A team of psychologists looked at the warm, positive feelings we get when we see someone help another person or perform a good deed—what they call “elevation”—and how these feelings then affect our own behavior. It turns out that volunteers who watched uplifting clips of The Oprah Winfrey Show (in which musicians thanked their mentors) later spent almost twice as much time helping a researcher with a boring, tedious task than did volunteers who watched less uplifting TV clips or snippets of a British comedy show. This suggests, of course, that we do pay it forward—and that we may be able to make people more altruistic by having them watch another person do something good.
Psychological therapy could make you happier than winning the lottery or getting a big pay raise, according to new research from psychologists Chris Boyce of the University of Warwick and Alex Wood of the University of Manchester.
They found that it would take a pay raise of about 40,000 dollars to reach the same increase in well-being that’s achieved through a course of therapy costing around 1,300 dollars. In other words, money is an inefficient way of boosting happiness.
It’s an important finding, as Boyce explains:
We have shown that psychological therapy could be much more cost effective than financial compensation at alleviating psychological distress. This is not only important in courts of law, where huge financial awards are the default way in which pain and suffering are compensated, but has wider implications for public health and well-being.
Often the importance of money for improving our well-being and bringing greater happiness is vastly over-valued in our societies. The benefits of having good mental health, on the other hand, are often not fully appreciated.
Regular readers of this blog will be familiar with the hormone oxytocin, often called the “love hormone.” Levels surge during sex and childbirth, and it has long been shown to reduce anxiety and play a key role in our sense of trust and desire to connect with others. But according to researcher Simone Shamay-Tsoory at the University of Haifa, oxytocin also appears to have some undesirable effects on our behavior.

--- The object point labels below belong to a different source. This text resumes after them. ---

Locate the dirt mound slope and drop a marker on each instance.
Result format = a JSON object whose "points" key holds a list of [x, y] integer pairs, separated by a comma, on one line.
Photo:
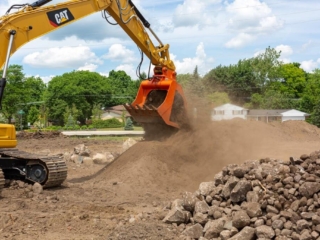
{"points": [[184, 160]]}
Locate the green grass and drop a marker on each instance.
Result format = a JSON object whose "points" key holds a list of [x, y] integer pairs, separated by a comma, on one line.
{"points": [[120, 129], [108, 138]]}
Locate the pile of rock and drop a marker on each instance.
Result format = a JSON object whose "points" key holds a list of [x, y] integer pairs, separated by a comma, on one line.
{"points": [[265, 199], [81, 154], [30, 190]]}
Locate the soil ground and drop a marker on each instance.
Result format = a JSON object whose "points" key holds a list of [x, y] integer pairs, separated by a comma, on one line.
{"points": [[124, 200]]}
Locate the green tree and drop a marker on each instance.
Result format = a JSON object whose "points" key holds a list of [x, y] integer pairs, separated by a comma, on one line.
{"points": [[82, 89], [33, 115], [122, 87], [97, 111], [315, 117], [293, 80], [15, 94], [218, 98]]}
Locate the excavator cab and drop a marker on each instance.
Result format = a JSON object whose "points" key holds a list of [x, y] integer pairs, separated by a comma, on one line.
{"points": [[160, 101]]}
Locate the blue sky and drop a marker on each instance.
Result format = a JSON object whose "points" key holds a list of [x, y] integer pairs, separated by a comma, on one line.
{"points": [[203, 33]]}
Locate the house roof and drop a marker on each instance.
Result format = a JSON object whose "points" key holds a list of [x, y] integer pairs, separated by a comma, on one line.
{"points": [[116, 108], [276, 112], [229, 106], [294, 112], [270, 112]]}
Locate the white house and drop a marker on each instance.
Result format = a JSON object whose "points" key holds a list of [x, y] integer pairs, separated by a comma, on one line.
{"points": [[294, 115], [228, 111], [118, 112]]}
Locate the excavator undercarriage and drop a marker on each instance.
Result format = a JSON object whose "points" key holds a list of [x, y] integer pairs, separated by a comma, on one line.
{"points": [[49, 171], [160, 106]]}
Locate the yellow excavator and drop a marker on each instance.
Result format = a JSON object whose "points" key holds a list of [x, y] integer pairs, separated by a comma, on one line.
{"points": [[159, 105]]}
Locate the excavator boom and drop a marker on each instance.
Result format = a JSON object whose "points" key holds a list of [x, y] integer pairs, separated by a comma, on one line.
{"points": [[160, 99]]}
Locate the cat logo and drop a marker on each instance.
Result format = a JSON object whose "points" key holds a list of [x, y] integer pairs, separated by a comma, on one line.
{"points": [[60, 17]]}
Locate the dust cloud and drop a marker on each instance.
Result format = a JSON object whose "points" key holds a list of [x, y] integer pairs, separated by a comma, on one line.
{"points": [[187, 158]]}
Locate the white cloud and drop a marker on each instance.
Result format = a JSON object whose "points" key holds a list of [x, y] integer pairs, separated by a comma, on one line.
{"points": [[129, 69], [187, 65], [118, 52], [45, 79], [88, 67], [310, 65], [286, 52], [62, 57], [192, 13], [240, 40], [250, 18]]}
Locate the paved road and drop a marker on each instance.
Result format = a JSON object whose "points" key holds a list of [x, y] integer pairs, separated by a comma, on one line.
{"points": [[103, 133]]}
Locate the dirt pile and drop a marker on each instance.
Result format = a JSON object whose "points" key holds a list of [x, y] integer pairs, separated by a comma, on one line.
{"points": [[38, 135], [180, 163], [257, 199]]}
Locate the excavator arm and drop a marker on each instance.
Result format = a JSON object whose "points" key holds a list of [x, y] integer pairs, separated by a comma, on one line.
{"points": [[160, 99]]}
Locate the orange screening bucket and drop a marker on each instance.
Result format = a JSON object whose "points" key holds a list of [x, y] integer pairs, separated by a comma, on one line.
{"points": [[159, 100]]}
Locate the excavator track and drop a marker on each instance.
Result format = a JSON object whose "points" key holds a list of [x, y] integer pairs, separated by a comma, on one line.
{"points": [[50, 171], [2, 180]]}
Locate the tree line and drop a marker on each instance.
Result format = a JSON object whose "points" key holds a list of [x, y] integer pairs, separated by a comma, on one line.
{"points": [[260, 82], [80, 94]]}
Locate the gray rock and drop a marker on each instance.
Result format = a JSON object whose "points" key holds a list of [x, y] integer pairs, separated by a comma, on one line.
{"points": [[302, 224], [37, 188], [200, 218], [225, 235], [206, 188], [195, 231], [189, 201], [201, 207], [230, 184], [264, 232], [176, 215], [240, 171], [82, 150], [240, 219], [240, 191], [254, 209], [277, 224], [247, 233], [252, 196], [307, 189], [213, 228], [100, 158]]}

Shamay-Tsoory found that people who inhaled a synthetic form of oxytocin while playing a money game showed higher levels of envy when they won less than their opponent and gloated more when they did better—though these negative behaviors ended once the game was over.
As she explains:
Subsequent to these findings, we assume that the hormone is an overall trigger for social sentiments: When the person’s association is positive, oxytocin bolsters pro-social behaviors; when the association is negative, the hormone increases negative sentiments.
Does telling our sins to a stranger make us feel better? Apparently so, according to British psychologist Richard Wiseman, who decided to test the idea in another of his online experiments.
Wiseman asked people to publicly post their confessions on his blog and then tell him how they felt (better, worse, or no different). “The stats,” he says, “do indeed suggest that confessing makes many people feel better.”